In this series, I photographed objects - once steel utensils - I found half-buried in the ground, rusty and almost decomposed. These are pictures of objects in the process of returning to soil, or the "borderland" between thing and earth. They are chunks of metal that no longer resemble any recognizable item.
On one occasion, the chunk looked like mimicry. Like the variety of mantis that camouflages as a lerf to lurk among fallen leaves seeking prey, or like the chameleon that changes its skin to disguise into the bark of a tree it clings to, the metallic chunk seemed to seek assimilation with earth.
At another time, the chunk looked like a creature about to shed its skin. Once a perfect product, after being washed by the salty sea, baked by the sun, discolored, swollen from the inside, and cracked, it takes on a grotesque form. Over the years, these objects have reached a critical point, where some crumble away silently, others burst marvelously, to blend into the ground. Is this outgrowth into disappearance, or liberation from images?
And yet at another instance, the chunk appeared to be at the moment of birth. Instead of "crumbring into the ground," they looked as if to be "emerging into life from the earth." As if over a long period of time, a piece of ground is rising and hardening, trying to create something. Just like continents that have emerged out of chaos.
The chunks changed thier impression day to day -- they looked like artifacts excavated at some ancient ruin, or fossils from an unknown creature. No, in truth, the bizarre chunks are just objects, which defy description by any word.

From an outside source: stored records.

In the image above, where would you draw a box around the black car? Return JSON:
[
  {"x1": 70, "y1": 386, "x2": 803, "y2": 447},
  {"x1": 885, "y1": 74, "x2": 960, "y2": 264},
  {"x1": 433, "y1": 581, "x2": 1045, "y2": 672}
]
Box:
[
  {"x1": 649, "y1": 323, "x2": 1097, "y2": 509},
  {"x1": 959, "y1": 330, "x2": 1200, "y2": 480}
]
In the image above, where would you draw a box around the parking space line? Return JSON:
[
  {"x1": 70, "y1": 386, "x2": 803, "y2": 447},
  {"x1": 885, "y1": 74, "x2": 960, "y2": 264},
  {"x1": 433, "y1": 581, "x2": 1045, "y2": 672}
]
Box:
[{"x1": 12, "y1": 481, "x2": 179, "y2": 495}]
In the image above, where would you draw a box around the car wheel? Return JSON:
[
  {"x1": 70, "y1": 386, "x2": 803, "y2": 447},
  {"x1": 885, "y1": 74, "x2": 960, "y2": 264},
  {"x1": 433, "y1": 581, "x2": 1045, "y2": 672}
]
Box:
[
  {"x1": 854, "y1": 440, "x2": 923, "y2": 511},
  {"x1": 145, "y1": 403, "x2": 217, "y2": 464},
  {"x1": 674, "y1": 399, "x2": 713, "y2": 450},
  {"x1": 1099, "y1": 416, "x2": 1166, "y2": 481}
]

I made this series on color positive-film (approx. 1300 x 600mm), which will be displayed on a large viewer box with florescent light. In oder to recreate the ground of Gunkanjima, the works will be displayed on the floor. (However, the works have been enlarged greater than actual size.) The reason for the floor exhibit is because these works do not have a top or bottom. By showing them on the floor, the audience will be free to view the works from any direction. A wall display would command the audience to view from a given direction, which I wished to avoid.